“The 800 – pound banker in the room,” says blogger and former teacher Fred Klonsky, referring to the Illinois pension crisis, “is revenue. It’s the one the legislature won’t address, the media won’t address… They can keep trying to cut away at teacher benefits, but it’s not gonna work.”
Klonsky is referring to the plan advanced by Speaker Madigan and the Governor to shift funding of teacher and other pensions to local municipalities from the State.

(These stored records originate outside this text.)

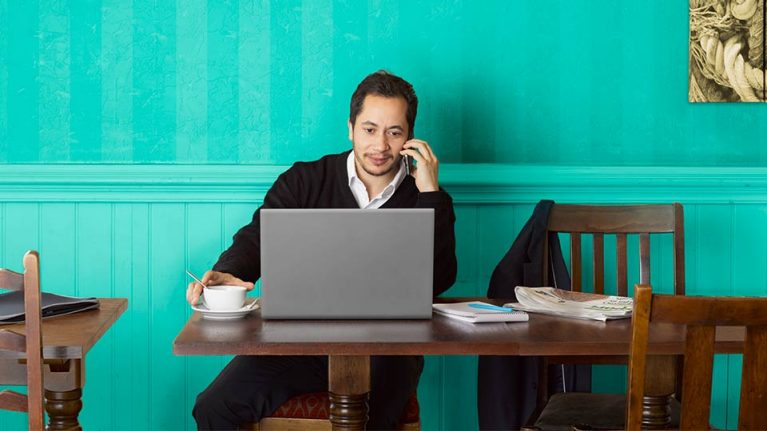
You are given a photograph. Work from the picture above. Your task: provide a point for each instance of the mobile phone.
(408, 164)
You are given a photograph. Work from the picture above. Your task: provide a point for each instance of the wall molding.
(467, 183)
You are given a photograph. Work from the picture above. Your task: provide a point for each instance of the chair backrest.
(701, 315)
(618, 220)
(29, 344)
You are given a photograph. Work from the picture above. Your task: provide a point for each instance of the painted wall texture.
(225, 95)
(594, 82)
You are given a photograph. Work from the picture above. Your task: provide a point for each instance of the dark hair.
(385, 84)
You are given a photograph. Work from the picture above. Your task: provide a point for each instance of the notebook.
(347, 263)
(12, 305)
(480, 312)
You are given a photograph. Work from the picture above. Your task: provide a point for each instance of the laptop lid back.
(346, 263)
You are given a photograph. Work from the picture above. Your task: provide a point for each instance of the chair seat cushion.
(316, 405)
(597, 411)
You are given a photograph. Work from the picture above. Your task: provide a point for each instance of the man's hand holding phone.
(426, 173)
(213, 278)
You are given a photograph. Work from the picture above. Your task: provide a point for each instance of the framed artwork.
(727, 61)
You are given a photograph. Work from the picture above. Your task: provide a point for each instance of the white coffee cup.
(223, 297)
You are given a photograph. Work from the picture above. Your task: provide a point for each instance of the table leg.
(63, 409)
(660, 384)
(349, 385)
(63, 393)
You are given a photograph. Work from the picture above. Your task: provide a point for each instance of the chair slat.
(575, 261)
(698, 365)
(644, 258)
(34, 345)
(11, 280)
(13, 401)
(621, 264)
(640, 323)
(599, 263)
(679, 282)
(13, 341)
(753, 396)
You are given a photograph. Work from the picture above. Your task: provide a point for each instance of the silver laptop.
(347, 263)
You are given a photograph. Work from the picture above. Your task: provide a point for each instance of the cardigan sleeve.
(243, 258)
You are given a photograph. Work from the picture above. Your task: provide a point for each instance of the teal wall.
(137, 136)
(595, 82)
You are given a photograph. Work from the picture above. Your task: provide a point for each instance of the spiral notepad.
(479, 312)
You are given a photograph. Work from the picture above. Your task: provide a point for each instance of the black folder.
(12, 306)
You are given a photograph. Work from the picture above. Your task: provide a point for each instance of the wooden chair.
(701, 315)
(29, 345)
(309, 412)
(599, 221)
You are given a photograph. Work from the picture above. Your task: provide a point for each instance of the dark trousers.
(252, 387)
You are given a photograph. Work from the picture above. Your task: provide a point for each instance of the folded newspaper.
(565, 303)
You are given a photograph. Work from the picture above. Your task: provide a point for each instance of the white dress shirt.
(361, 193)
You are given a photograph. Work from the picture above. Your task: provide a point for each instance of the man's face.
(378, 135)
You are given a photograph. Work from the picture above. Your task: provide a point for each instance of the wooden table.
(66, 340)
(349, 345)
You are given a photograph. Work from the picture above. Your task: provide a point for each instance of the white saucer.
(250, 305)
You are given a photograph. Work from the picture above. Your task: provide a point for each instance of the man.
(372, 175)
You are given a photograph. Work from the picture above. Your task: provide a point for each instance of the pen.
(490, 307)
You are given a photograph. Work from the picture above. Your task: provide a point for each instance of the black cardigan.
(507, 385)
(325, 184)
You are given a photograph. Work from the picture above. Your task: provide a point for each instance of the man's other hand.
(213, 278)
(426, 172)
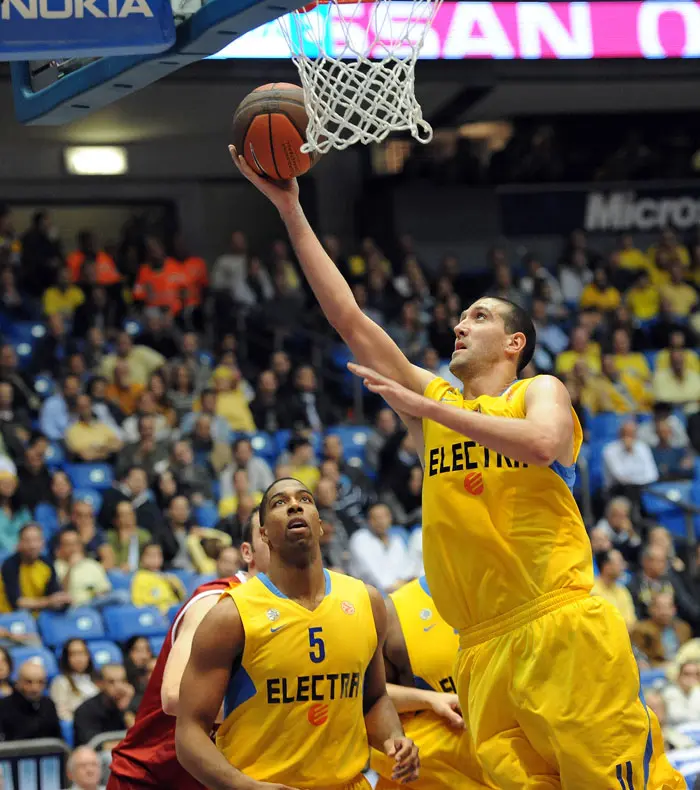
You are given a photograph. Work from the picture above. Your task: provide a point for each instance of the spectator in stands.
(142, 361)
(662, 633)
(147, 451)
(29, 582)
(259, 473)
(84, 769)
(58, 410)
(628, 464)
(377, 556)
(127, 539)
(611, 567)
(27, 714)
(13, 515)
(648, 432)
(6, 667)
(677, 384)
(206, 406)
(108, 710)
(680, 297)
(76, 681)
(318, 411)
(89, 439)
(150, 586)
(231, 401)
(63, 298)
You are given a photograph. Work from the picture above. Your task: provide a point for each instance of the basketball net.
(357, 65)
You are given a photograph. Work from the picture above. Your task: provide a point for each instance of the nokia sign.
(626, 211)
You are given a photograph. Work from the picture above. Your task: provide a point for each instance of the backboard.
(81, 55)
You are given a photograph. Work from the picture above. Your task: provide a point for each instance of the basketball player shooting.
(546, 678)
(296, 658)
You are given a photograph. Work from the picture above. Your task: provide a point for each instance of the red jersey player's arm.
(204, 684)
(369, 343)
(384, 729)
(180, 653)
(402, 691)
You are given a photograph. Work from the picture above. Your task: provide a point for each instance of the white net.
(357, 65)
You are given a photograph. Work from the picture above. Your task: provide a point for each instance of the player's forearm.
(200, 757)
(382, 722)
(328, 284)
(519, 439)
(407, 699)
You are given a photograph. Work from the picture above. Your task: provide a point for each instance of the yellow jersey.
(432, 647)
(293, 710)
(498, 534)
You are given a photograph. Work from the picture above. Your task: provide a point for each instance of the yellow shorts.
(550, 694)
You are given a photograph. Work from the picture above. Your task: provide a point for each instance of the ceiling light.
(96, 160)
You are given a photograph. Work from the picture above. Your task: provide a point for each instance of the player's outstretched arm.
(384, 729)
(203, 687)
(369, 343)
(180, 653)
(544, 436)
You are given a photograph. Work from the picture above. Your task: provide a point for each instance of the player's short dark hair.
(515, 319)
(266, 496)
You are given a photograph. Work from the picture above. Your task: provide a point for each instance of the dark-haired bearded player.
(545, 675)
(146, 757)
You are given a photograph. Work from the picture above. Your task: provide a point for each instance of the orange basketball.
(269, 128)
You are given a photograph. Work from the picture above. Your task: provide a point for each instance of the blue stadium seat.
(99, 476)
(354, 439)
(156, 643)
(18, 623)
(120, 580)
(55, 457)
(123, 622)
(88, 495)
(650, 677)
(669, 514)
(82, 623)
(46, 657)
(105, 652)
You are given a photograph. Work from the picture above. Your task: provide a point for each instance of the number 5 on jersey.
(317, 645)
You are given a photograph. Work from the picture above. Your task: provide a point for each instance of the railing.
(38, 764)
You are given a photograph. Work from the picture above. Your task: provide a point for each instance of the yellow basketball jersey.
(497, 534)
(432, 648)
(293, 711)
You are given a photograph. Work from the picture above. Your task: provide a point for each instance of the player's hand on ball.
(406, 760)
(283, 194)
(447, 706)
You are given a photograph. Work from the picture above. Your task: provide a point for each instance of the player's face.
(481, 339)
(292, 525)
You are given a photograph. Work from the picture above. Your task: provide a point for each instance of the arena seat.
(98, 476)
(46, 657)
(123, 622)
(105, 652)
(18, 623)
(81, 623)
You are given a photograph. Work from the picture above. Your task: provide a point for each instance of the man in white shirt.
(84, 769)
(628, 461)
(378, 557)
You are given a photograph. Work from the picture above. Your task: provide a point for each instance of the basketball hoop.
(356, 60)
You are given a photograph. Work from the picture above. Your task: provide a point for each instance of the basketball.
(269, 128)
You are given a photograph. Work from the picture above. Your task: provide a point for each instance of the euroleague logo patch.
(474, 483)
(318, 714)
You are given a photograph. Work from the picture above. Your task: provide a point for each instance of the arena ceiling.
(199, 100)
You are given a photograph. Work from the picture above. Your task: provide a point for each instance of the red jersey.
(147, 756)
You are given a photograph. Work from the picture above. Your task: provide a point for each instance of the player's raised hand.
(282, 194)
(406, 760)
(447, 706)
(400, 398)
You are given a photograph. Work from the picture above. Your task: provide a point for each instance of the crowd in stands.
(138, 432)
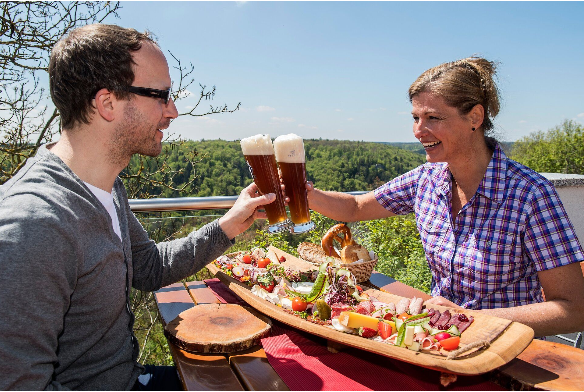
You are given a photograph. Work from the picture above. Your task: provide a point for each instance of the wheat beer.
(291, 160)
(259, 154)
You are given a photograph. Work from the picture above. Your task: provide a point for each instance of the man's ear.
(477, 115)
(105, 103)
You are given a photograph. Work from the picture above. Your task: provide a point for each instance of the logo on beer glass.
(291, 160)
(259, 154)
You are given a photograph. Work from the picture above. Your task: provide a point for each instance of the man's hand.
(245, 210)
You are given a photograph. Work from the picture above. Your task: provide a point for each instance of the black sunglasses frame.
(151, 92)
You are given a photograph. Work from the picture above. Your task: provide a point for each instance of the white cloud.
(185, 94)
(265, 109)
(208, 120)
(282, 119)
(306, 126)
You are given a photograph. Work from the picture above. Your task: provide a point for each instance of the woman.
(494, 231)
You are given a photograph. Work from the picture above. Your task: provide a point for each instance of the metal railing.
(226, 202)
(190, 203)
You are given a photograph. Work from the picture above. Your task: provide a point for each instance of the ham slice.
(402, 305)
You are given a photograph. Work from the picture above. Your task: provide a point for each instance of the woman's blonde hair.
(463, 84)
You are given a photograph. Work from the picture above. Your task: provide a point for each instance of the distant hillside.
(220, 169)
(418, 149)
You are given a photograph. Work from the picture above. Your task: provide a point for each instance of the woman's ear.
(476, 116)
(105, 102)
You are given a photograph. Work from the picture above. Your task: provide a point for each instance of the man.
(70, 248)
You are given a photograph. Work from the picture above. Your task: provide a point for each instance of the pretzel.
(334, 234)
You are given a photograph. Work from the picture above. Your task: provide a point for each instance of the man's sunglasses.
(151, 92)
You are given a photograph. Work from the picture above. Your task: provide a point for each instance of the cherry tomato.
(298, 304)
(263, 263)
(404, 316)
(450, 343)
(441, 336)
(384, 329)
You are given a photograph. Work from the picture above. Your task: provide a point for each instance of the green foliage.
(218, 168)
(559, 150)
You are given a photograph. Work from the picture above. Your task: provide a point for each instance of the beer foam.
(257, 145)
(289, 148)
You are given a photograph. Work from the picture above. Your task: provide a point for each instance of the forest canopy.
(218, 168)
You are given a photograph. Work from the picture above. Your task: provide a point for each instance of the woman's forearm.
(546, 318)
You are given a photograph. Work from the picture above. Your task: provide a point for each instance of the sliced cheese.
(358, 320)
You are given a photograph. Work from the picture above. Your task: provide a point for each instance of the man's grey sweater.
(65, 279)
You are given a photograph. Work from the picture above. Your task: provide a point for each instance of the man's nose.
(170, 109)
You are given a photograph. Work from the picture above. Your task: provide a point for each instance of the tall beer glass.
(290, 156)
(259, 154)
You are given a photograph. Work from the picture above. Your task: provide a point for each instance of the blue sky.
(341, 70)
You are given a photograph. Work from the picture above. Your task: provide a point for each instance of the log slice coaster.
(218, 328)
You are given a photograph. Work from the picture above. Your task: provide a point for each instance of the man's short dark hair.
(85, 61)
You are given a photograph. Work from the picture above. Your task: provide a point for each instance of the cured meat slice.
(416, 306)
(402, 305)
(435, 317)
(337, 308)
(465, 324)
(443, 320)
(365, 307)
(455, 319)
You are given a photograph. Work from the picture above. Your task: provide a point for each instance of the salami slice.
(443, 320)
(454, 319)
(465, 324)
(435, 317)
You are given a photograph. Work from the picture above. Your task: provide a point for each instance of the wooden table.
(543, 365)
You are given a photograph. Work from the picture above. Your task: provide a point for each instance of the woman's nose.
(419, 129)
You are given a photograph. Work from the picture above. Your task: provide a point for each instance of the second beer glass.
(259, 154)
(290, 156)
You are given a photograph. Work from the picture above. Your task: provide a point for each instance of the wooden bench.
(542, 365)
(246, 370)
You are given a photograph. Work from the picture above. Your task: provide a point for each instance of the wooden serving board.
(507, 339)
(218, 328)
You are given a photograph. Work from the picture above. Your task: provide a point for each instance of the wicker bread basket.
(314, 254)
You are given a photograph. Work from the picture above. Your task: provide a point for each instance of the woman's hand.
(245, 210)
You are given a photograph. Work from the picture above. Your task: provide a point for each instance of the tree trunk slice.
(218, 328)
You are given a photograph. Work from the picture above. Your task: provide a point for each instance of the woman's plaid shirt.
(514, 226)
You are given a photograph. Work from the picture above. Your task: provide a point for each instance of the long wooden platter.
(507, 339)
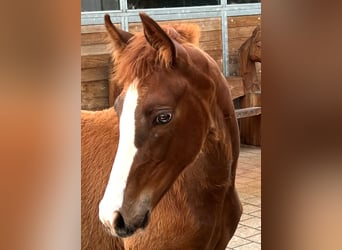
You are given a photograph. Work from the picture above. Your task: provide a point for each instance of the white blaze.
(113, 196)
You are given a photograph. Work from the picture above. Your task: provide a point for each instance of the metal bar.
(96, 17)
(247, 112)
(225, 50)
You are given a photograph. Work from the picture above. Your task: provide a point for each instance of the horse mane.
(141, 59)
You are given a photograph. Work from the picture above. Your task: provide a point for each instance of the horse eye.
(162, 118)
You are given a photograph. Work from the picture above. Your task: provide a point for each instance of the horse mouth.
(124, 230)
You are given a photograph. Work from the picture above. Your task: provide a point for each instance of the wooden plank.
(211, 35)
(94, 95)
(94, 103)
(236, 86)
(94, 38)
(244, 21)
(94, 74)
(94, 61)
(250, 127)
(214, 44)
(96, 49)
(247, 112)
(94, 89)
(95, 28)
(205, 24)
(240, 32)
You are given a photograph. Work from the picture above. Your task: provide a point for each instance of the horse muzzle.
(124, 225)
(125, 228)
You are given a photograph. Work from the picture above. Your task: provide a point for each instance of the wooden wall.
(239, 30)
(95, 55)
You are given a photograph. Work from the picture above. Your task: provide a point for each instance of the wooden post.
(250, 126)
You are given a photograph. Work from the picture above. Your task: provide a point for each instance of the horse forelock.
(139, 59)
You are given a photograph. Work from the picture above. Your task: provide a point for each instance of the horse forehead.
(161, 88)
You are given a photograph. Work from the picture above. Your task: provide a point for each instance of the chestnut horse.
(172, 184)
(249, 53)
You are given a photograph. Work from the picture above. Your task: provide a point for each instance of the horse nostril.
(146, 219)
(119, 222)
(121, 228)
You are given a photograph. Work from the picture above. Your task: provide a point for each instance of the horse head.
(174, 100)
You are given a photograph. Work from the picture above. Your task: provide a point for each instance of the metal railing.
(124, 16)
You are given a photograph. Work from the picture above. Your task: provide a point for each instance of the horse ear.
(159, 40)
(119, 37)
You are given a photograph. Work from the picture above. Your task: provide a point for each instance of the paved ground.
(248, 182)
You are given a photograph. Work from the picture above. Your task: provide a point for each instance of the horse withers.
(172, 184)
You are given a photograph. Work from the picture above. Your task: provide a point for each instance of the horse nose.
(124, 229)
(121, 228)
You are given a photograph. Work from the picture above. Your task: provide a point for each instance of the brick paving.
(248, 183)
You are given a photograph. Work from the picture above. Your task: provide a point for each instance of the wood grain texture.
(250, 127)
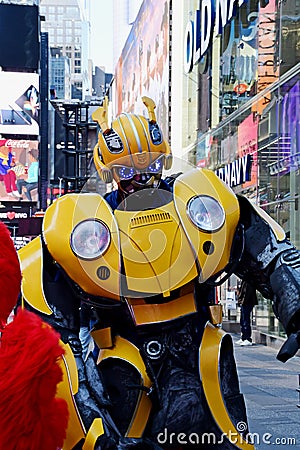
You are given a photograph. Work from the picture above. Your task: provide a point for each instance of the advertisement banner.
(143, 68)
(18, 170)
(19, 103)
(247, 145)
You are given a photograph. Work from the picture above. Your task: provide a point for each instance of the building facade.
(67, 25)
(227, 98)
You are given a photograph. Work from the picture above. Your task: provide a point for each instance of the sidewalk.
(269, 387)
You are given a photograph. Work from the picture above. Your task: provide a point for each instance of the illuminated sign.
(237, 172)
(209, 19)
(19, 103)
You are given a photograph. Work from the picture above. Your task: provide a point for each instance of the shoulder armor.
(275, 227)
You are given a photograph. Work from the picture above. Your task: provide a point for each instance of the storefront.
(249, 110)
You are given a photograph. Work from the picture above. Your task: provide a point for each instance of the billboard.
(19, 103)
(18, 170)
(143, 68)
(247, 145)
(19, 37)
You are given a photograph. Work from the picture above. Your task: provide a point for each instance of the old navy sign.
(212, 16)
(237, 172)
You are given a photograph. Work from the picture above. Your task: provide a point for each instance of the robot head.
(132, 151)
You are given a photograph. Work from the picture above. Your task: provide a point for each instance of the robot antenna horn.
(150, 105)
(100, 116)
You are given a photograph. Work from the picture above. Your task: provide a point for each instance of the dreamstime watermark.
(233, 436)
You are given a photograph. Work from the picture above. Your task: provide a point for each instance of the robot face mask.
(132, 151)
(139, 171)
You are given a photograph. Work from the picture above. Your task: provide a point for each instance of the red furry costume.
(31, 418)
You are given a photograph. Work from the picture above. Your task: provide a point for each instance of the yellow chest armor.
(155, 251)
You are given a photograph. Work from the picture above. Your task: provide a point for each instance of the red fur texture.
(10, 274)
(31, 418)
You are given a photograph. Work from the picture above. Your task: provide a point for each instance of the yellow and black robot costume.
(147, 257)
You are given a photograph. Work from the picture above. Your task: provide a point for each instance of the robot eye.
(124, 172)
(156, 166)
(155, 133)
(90, 239)
(206, 213)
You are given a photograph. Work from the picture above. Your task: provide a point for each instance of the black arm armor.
(272, 265)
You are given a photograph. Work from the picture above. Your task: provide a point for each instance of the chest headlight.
(206, 213)
(90, 239)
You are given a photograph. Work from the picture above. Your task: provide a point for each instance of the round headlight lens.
(90, 239)
(206, 213)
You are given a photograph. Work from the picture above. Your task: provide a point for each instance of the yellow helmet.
(132, 142)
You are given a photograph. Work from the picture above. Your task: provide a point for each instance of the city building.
(59, 74)
(68, 28)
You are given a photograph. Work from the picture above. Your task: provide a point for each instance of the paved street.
(270, 387)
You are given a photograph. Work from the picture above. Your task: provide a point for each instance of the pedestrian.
(7, 175)
(33, 173)
(247, 299)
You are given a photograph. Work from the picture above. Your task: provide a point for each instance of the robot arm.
(272, 264)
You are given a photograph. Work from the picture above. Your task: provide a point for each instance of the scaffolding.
(79, 141)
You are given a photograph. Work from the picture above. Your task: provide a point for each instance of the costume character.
(247, 300)
(147, 257)
(31, 417)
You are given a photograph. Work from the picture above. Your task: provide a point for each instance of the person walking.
(247, 299)
(33, 173)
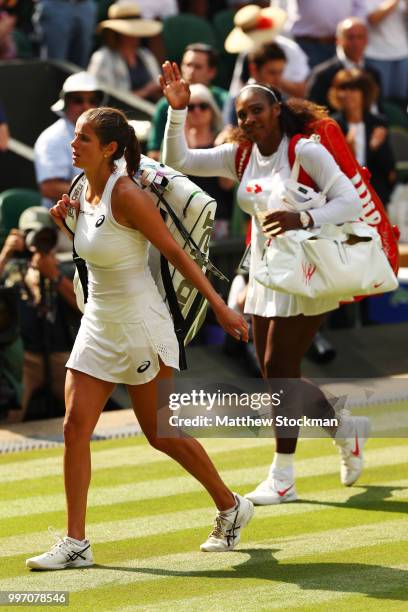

Throughout Illinois, he says, school districts are already financially stressed. “They don’t have any money. so to put the constitutionally guaranteed pension responsibility on local school districts will mean, in a practical sense, no teacher in the State of Illinois will ever see a pay raise again. because all their money will be spent on pensions.” (This is not true in Chicago, which funds its own teacher pensions).
NPR’s David Schaper, addressing the recent calls for an elected CPS Board, says he thinks there would be great interest in a Board election, given the importance of schools to almost every family. “I think there’s a growing sense that the Board is representing one person – the Mayor, and not the views of all the parents,” he says.
On the subject of President Obama’s recent Executive Order banning deportations for certain qualified young people, both panelists agreed that the move was largely political, but that doesn’t mean that it can’t have positive impact on individuals and families. In fact, says Klonsky, there’s a political lesson to be learned from this.
“If the Latino community was able to get him to take a stand on this because he was concerned about their votes, great. If the gay and lesbian community has pushed him into taking a good stand on same-sex marriage, good for them. I think teachers need to make a larger stink to get what was promised to us in 2008. This has not been a pro-education President.”